It has always seemed strange to me too. I have just always chalked it up to being an ubuntu thing.[1] I don't know if it has caught on in other distro-ecosystems but it seemed like it started with Ubuntu; which was peculiar because you do not have to deal with dependency hell--you have apt right there in that little black box!
The other ubuntu curiosity is installing `command-not-found` by default? I never thought you could have something worse than /usr/games/sl in your path, but then ubuntu introduced me to `command-not-found`.
I find `command-not-found``a lot more useful than `sl` (sl is some ascii animation that'll be shown for a short/long while if you write it).
Usually when I get to `command-not-found` it's something I haven't installed on a new system somewhere and I've found it helpful at times. It rarely annoys me.
From what I understand, "sl" was engineered to train new users into typing correctly, by putting them back on track to their final destination, instead of railroading them into promptly installing and running new commands. Only a fascist would force them to run on time.

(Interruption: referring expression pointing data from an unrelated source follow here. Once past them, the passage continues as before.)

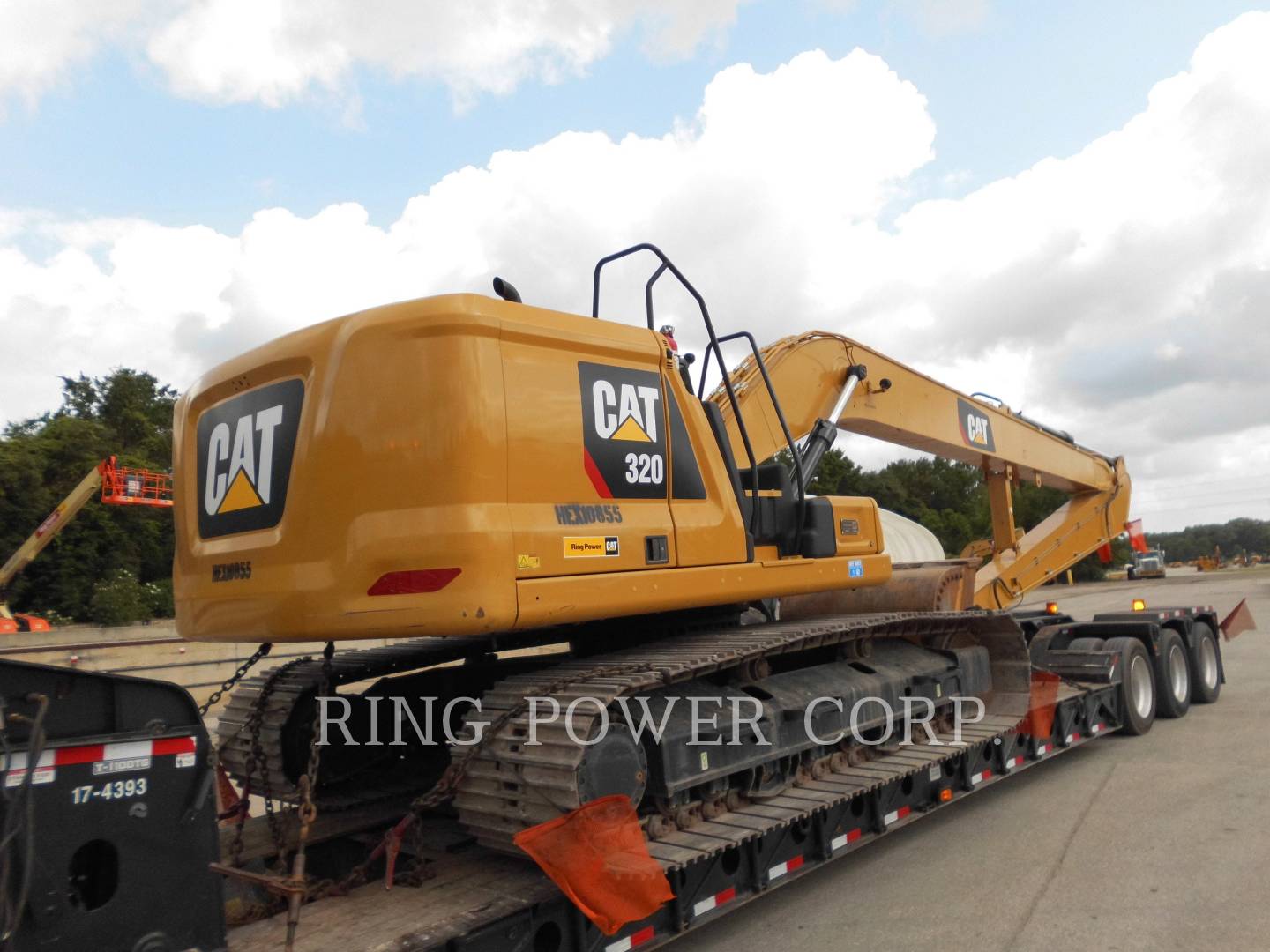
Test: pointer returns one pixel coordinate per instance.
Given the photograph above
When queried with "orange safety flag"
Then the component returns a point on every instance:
(1137, 539)
(597, 856)
(1238, 621)
(1039, 721)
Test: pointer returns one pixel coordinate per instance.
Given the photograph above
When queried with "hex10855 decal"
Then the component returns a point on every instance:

If I mistype something, it takes ages for command-not-found to search the entire Internet for “emacss” or whatever, during which I am slowly driven mad by the system punishing me and forcing me to wait.
Ah, that makes sense, the version on my machine runs off the local apt/dpkg database, so I was wondering why why you'd consider it worse than sl. (It does spew several lines of noise, but that's less of a problem when you have a sixty-somthing line terminal and barely a problem at all when you've got scrollback.)

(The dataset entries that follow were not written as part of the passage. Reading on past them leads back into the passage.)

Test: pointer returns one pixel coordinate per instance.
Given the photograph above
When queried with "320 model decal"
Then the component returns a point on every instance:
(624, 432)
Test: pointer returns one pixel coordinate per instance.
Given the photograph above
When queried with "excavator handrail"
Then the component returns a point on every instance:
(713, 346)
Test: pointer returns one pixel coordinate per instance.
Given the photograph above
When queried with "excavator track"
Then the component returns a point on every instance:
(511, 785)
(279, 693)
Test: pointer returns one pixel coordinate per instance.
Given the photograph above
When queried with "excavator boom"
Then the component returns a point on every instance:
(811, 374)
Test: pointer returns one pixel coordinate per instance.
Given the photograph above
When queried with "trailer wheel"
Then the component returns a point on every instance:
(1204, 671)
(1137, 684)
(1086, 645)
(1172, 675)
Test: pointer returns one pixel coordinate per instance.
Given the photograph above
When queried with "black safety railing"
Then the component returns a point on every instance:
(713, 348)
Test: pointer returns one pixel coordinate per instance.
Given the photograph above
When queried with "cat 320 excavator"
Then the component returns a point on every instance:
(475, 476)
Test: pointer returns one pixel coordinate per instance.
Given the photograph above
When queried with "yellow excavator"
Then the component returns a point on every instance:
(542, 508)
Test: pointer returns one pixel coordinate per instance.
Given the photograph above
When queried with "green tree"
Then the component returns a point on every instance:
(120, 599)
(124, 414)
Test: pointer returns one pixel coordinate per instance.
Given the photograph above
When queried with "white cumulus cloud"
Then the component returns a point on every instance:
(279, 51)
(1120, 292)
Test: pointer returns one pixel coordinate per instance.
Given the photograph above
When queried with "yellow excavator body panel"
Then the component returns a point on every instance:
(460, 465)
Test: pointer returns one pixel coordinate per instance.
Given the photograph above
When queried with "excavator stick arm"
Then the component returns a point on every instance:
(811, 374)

What would you estimate is the ratio of typos versus "thought it was installed"? Personally mine is probably 1,000 to 1. If I type a command and bash says command not found I know the program is not installed. If I need that program I am a big boy and can use apt without anyone holding my hand.

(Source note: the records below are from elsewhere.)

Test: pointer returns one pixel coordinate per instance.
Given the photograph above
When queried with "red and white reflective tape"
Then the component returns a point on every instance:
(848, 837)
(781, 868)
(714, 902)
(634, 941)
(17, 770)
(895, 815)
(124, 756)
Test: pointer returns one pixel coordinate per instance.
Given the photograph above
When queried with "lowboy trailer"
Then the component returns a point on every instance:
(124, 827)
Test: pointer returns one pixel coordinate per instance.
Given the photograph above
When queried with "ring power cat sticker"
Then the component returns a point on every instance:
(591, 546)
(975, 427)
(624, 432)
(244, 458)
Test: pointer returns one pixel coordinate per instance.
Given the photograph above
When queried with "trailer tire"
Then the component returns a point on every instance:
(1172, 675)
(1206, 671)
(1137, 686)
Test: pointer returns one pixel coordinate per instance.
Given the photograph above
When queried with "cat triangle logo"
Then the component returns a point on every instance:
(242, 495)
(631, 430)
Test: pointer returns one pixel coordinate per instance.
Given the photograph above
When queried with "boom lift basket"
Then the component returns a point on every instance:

You can do that too, although I have had an ... interesting experience jumping around desktop environments on Ubuntu. I'm not sure what exactly is happening, but some kind of config information is steadily bleeding between them every time I do a system update.
Sometimes if I pull up KDE (which I don't usually, since I found xfce), the panel will have as many as three different sound menus, only one of which is actually functional.
From looking at the Gnome Developer page "Desktop files: putting your application in the desktop menus" [1], it seems that it wasn't designed to work correctly with more than one desktop installed. This isn't surprising as it's an uncommon use case. [Edit: This is incorrect, see below]
For example, on a system running 13.04 with MATE installed, the Graphics menu has entries for Image Viewer (Eye of Gnome, the default) and Eye of MATE Image Viewer (MATE's port of eog).
Looking in /usr/share/applications there are the two corresponding .desktop files:
Xubuntu is just a set of packages for Ubuntu. I use Ubuntu LTS and one of the first things I do on a new install is sudo apt-get install xubuntu-desktop .
Now, if you're on RHEL then Xubuntu would be a bit of a leap, but just installing xfce on Ubuntu is going to be a lot more painful than installing xubuntu-desktop which has a little more functionality out of the box.
What is significantly different? I looked on the xubuntu site and I could not find much information. I did not realize that xubuntu was a lot different than normal ubuntu with xfce4 installed.
RHEL is primarily a server, not a desktop. All the desktops are in the repos already though, and Fedora has offical spins if you don't want to install them yourself for some reason. Gnome, MATE, KDE, XFCE, Cinnamon, it just takes one command to group install.